– Сирин!
Над мостовой закружились три пары блестящих крыльев и порхали до тех пор, пока их хозяйки вдоволь не наобнимались.
– Ты так исхудала! Щеки впали – погляди, Гамаюн! – забыв о своих горестях, причитала бледная Алконост. – Тебя там пытали? Кушать не давали, да?
Недавняя узница была немногословна. Она тепло улыбалась, но вела себя сдержанно, на все вопросы отвечала таинственно и односложно, будто вернулась из речного путешествия, десятого по счету, а не из тюрьмы.
– А и правильно, не будем тебя туда мыслями возвращать. Хоть жива-здорова да краса твоя на месте! – тараторила Алконост, поправляя складки на одежде вновь обретенной подруги.
Гречанка лишь закинула голову, легонько фыркнула, сомкнув очи, и глубоко вздохнула. После, снова распахнув ресницы, пристально оглядела дев. Губы ее шевелились, но не открывались, словно внутри, под самым нёбом, зарождались слова, наполнялись соком смысла, и наконец, готовые выпорхнуть в мир, полились из нее ручейком:
– Шла сюда и думала: «Не будет никого. Ну где это слыхано, чтобы в Буяне хоть кто-то соблюдал договоренности!» – По мостовой прокатился заливистый смех. Дав ему спрятаться в щели между булыжниками, дева-птица проговорила: – Как вы, мои добрые? Об успехах Милы я слыхала. Подивилась да задумалась, что повидать ее теперь придется только на свадьбе. Не забыла б она нас в суматохе власти!
– Как Красибор свою ненаглядную забыл! – неожиданно проголосила Гамаюн, сбив с панталыку Сирин.

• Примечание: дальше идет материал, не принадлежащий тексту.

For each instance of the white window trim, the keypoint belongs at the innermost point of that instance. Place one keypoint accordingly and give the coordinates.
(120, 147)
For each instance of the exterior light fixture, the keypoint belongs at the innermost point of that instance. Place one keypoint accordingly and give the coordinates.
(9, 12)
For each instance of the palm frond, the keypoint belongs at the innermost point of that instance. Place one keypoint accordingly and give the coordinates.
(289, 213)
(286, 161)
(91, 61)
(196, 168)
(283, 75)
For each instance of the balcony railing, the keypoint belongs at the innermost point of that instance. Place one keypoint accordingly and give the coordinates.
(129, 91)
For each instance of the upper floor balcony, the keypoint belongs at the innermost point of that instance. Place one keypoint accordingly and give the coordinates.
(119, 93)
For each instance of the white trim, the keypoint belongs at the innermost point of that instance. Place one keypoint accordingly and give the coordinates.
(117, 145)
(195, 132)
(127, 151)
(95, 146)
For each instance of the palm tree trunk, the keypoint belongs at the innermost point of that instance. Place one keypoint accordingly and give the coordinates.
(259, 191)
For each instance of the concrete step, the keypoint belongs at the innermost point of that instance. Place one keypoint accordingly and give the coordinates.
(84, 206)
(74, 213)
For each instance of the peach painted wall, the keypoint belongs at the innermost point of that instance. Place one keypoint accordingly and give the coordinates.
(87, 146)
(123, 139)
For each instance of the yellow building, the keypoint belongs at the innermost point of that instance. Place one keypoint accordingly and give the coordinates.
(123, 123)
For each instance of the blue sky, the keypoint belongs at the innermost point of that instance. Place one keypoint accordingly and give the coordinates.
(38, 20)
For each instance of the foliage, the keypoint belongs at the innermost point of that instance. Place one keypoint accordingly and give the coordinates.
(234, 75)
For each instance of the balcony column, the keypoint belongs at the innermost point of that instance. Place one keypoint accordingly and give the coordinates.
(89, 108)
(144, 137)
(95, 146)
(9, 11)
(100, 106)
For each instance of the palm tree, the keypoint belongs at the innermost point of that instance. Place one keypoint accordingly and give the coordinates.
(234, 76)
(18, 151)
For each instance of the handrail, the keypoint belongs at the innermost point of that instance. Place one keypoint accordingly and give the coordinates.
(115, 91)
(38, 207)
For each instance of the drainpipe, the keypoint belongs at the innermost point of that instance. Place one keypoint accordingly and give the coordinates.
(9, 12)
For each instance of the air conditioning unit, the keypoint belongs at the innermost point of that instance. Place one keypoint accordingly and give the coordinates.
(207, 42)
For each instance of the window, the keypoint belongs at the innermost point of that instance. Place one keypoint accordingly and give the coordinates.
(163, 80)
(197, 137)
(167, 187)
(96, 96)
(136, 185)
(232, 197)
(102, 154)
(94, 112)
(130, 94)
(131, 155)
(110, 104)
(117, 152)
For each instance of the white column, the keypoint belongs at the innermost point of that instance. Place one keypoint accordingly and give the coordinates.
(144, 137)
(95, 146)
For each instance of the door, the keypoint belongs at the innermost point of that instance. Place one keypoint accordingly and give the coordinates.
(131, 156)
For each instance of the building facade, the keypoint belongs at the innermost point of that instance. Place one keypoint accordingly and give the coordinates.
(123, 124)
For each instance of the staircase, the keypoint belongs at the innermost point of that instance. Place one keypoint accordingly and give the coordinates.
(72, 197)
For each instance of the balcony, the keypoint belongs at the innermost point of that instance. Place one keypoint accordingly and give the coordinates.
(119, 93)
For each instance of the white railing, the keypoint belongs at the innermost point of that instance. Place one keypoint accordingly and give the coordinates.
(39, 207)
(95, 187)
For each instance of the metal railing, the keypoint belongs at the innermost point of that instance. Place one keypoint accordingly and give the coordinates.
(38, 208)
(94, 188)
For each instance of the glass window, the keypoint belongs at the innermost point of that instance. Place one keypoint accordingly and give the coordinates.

Деревья зашуршали, пряча в своей плотной листве секреты дев. Фонтан тоже откашлялся и зазвенел пуще обычного. За звуками разлетающихся капель ни одно зоркое ухо не должно было различить птичьих мелодий, которые от начала и до конца рассказывали историю бедняжки Алконост. Сирин, слушая эту историю во всех подробностях, внимала, щуря глаза и потирая висок, будто ее настигла внезапная головная боль.
Закончив сказ, Гамаюн подытожила:
– Вообрази – каков подлец! А скольких жертв ему удалось заманить в свои пустые сети – уверена, и богам не сосчитать!
– Думать даже не хочу… – мотала головой из стороны в сторону белокурая Алконост. – Или я так поменялась, или же он ослеп совсем от самомнения!
– Девицы! – неожиданно требовательно произнесла Сирин. Лепет такого толка ей был непривычен, оттого и хотелось его прервать как можно скорее. – Он не виноват ни в чем. Никаких сомнений.
Сказать, что ее слова вызвали в девах изумление, означало бы ничего не сказать. Два красивых лица вытянулись, глаза их налились и округлились, а уста раскрылись, как лепестки ириса в погожий день. Насладившись сполна этим зрелищем, Сирин молвила:
– Алконост, судьба свела нас совсем недавно. Стоит ли говорить, что я о тебе только и знала до сегодняшнего дня, что ты обладаешь редким даром?
– И я им пользуюсь непрестанно! Даже и представить не могу, что бы я делала, если бы не пела! Только благодаря этому я могу вот так запросто обратиться хоть к царевне, хоть к князю какому… И проводить дни и ночи напролет с вами, мои чудесные, не думая, где взять краюшку хлеба. И все только он – мой голос…
– Именно. Твой голос. Он… он волшебный.
– Спасибо… Честно признаться, думала всегда о тебе перун весть что. Ну, мол, ты черствая, ну такая – лишний раз слова доброго не скажешь, а тут – столько теплоты!
Девушки снова обнялись.
– Но как связаны мой голос и негодяй Красибор?
С губ Сирин сошла улыбка, зеницы ее сузились, сама она тихонько наклонилась вперед, жестом призывая девиц последовать ее примеру. Сверху их союз напоминал венок из разномастных перьев, какие плели на праздники в Западных землях. Самая опытная из дев зашептала:
– Все связано. Давно уже мое ремесло заставило меня подмечать связи даже там, где их, казалось бы, искать не стоит. С годами я обучилась подергивать глаза поволокой так, что ни один зоркий сокол и не скажет, что я вечно настороже. Таково уж мое бремя. Тогда, в «Брячине», я впервые услыхала твою песню, твой истинный, глубинный голос, и сразу поняла, каким бременем отмечена твоя душа.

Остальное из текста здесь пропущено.